The Lua code for the instance will be based on a simple detector but will define a new sink called profiler, which will receive the data from the profiler counters, then, because we have an Output Handler attached to the profiler sink, we can output that data to a json file, passing it first through the profiler_output.lua script.

dofile(luaroot .. "/api/api.lua")
dofile(luaroot .. "/profiler.lua")

-- Declare and initialize global instances and modules
---@class rt_instance
rt = api.thread.getCurrentInstance()
---@class inferencemanaged
detectInst = api:loadInference("PVADetector","Detector")
---@class inputmanaged
input = api:loadInput("Input")
---@class outputmanaged
output = api:loadOutput("Output")

function onStartInstance(name, config)
    rt:registerSink("Output")
    rt:registerSink("profiler")
    rt:createWorker("myworker1", "onInit", "onRun")
end

function onInit()
    -- Load Input source from configuration on the system
    input:setSource()
    -- Load Output source from configuration on the system
    output:setSource()

    -- Load Detector model on the system
    detectInst = sapi.createBackend("auto://pva_det/rgb/small/220204", "PVADetector", 1)

    Profiler.Init(sapi)
    Profiler.Enable()

    -- Start performance counter system (Otherwise its only enabled when we open the Profiler window)
    rt:setPerformanceCounterState(true)
    return true
end

function onRun(currentTime)

    -- Get next frame, if the instance is paused we must ignore the skip_frame functionality
    local inputimg = input:readFrame(rt:isPaused())
    if inputimg ~= nil and inputimg:is_valid() then

        local outputimg = inputimg:copy()

        -- Start measuring performance couter
        Profiler.TraceStart("detection_time")

        -- Run detector
        local detections = detectInst:runInference({ x=0, y=0, width=1.0, height=1.0, relative=true, source=inputimg })

        -- Write performance counter with detection time interval (Calls rt:writePerformanceCounter("detection_time",value) internally)
        Profiler.TraceInterval("detection_time")

        if detections ~= nil then
            for _, d in pairs(detections) do
                outputimg:drawBoundingBox(d.x, d.y, d.width, d.height, string.format("%s (%.2f)", d.label, d.confidence), {0, 255, 0}, 1)
            end
        end

        rt:writeToSink("Output", {image = outputimg, meta=detections})

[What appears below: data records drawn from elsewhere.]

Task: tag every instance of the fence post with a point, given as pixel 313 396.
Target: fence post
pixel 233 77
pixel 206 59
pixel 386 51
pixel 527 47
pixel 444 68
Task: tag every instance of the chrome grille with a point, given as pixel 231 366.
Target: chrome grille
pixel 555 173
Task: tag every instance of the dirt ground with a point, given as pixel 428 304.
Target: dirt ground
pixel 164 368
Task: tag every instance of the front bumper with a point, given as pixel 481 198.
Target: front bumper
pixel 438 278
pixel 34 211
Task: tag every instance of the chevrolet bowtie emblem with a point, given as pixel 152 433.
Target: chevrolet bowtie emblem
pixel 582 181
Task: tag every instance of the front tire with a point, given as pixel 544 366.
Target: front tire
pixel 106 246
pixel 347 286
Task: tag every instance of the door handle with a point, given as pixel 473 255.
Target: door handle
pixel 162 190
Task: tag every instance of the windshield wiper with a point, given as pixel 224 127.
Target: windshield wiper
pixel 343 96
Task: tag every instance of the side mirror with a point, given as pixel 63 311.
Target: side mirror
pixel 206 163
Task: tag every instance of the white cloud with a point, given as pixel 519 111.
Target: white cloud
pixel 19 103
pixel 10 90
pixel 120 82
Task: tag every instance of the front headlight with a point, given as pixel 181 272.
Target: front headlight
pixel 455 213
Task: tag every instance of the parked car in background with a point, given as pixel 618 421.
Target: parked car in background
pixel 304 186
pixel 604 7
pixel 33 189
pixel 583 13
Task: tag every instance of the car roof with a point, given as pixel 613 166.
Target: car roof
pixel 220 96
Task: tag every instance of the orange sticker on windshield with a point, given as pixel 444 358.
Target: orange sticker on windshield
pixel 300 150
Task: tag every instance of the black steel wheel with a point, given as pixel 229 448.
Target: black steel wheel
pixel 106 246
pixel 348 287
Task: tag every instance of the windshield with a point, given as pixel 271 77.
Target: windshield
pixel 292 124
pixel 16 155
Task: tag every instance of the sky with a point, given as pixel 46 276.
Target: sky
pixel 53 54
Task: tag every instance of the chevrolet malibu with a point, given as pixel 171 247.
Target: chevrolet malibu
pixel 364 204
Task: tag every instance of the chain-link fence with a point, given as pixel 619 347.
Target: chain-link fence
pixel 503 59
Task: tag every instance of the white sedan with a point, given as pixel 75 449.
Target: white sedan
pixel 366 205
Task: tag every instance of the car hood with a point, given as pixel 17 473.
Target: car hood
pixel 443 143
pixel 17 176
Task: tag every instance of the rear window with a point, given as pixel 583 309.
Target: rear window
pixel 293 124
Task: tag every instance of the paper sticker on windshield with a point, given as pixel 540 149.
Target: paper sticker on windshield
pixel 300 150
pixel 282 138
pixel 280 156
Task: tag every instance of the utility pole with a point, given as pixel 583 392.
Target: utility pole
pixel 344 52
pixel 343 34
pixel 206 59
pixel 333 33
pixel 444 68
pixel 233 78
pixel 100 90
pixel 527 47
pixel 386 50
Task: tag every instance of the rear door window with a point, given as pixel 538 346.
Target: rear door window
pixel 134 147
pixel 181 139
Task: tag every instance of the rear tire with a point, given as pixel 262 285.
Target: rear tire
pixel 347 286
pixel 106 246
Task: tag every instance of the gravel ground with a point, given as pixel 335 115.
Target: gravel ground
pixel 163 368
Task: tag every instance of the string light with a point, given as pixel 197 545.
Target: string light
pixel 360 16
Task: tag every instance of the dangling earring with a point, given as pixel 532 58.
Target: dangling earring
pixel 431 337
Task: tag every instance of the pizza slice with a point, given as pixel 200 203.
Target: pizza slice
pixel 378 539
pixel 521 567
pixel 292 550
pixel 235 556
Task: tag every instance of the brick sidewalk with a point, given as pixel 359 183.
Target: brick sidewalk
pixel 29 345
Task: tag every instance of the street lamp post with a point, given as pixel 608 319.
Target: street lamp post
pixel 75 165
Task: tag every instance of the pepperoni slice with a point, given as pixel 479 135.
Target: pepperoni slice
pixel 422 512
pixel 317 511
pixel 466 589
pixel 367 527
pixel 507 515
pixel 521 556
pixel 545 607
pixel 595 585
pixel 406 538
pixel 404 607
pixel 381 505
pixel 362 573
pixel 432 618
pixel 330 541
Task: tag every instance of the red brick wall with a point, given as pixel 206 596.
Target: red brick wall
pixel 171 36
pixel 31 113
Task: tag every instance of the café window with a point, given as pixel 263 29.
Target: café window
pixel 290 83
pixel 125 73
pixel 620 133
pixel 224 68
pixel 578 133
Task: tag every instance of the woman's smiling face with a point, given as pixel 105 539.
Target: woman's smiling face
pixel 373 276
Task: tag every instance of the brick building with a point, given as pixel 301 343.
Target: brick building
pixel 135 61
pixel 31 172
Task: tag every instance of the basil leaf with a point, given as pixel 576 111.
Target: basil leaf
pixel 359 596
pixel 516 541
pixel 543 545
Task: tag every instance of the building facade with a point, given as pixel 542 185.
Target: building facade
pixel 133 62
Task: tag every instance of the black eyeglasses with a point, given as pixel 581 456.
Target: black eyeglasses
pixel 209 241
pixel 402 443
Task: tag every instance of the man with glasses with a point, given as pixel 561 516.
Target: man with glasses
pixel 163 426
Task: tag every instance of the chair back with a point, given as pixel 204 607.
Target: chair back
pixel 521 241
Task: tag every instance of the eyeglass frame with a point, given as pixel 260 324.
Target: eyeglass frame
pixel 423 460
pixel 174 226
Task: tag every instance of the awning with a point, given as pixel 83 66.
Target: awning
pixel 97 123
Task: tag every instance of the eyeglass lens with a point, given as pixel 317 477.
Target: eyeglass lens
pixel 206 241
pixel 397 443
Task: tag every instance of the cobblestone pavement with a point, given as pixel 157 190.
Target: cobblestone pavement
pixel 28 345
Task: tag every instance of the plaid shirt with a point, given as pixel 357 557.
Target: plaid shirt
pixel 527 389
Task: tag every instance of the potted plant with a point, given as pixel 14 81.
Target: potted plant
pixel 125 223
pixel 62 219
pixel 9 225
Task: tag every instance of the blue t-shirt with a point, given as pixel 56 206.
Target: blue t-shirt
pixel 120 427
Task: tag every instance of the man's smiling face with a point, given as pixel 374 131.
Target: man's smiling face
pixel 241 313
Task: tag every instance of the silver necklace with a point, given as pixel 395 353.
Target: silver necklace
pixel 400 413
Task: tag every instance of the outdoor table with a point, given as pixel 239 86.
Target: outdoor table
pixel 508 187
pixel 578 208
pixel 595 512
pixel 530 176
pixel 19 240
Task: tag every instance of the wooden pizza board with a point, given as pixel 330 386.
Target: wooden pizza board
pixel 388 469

        -- Write performance counter data to the profiler sink
        rt:writeToSink("profiler", {meta=rt:getAllPerformanceCounters()})

        rt:stepThread()
    end

    return true
end

Script Code - assets/scripts/profiler_output.lua

The Output Handler will look for a script in assets/scripts/profiler_output.lua to process the data. This script will simply take the metadata provided and output the detection_time field that we created manually, as well as an endline char.

function outputHandlerProcess(metadata)
    if metadata == nil then
        return {}
    end
    local last_value_column_index = 1
    return metadata.rt["detection_time"][last_value_column_index] .. "\n";
end

outputHandlerProcess

All the scripts defined in the Output Handler section will look for a function called outputHandlerProcess in the file, only this function will be run.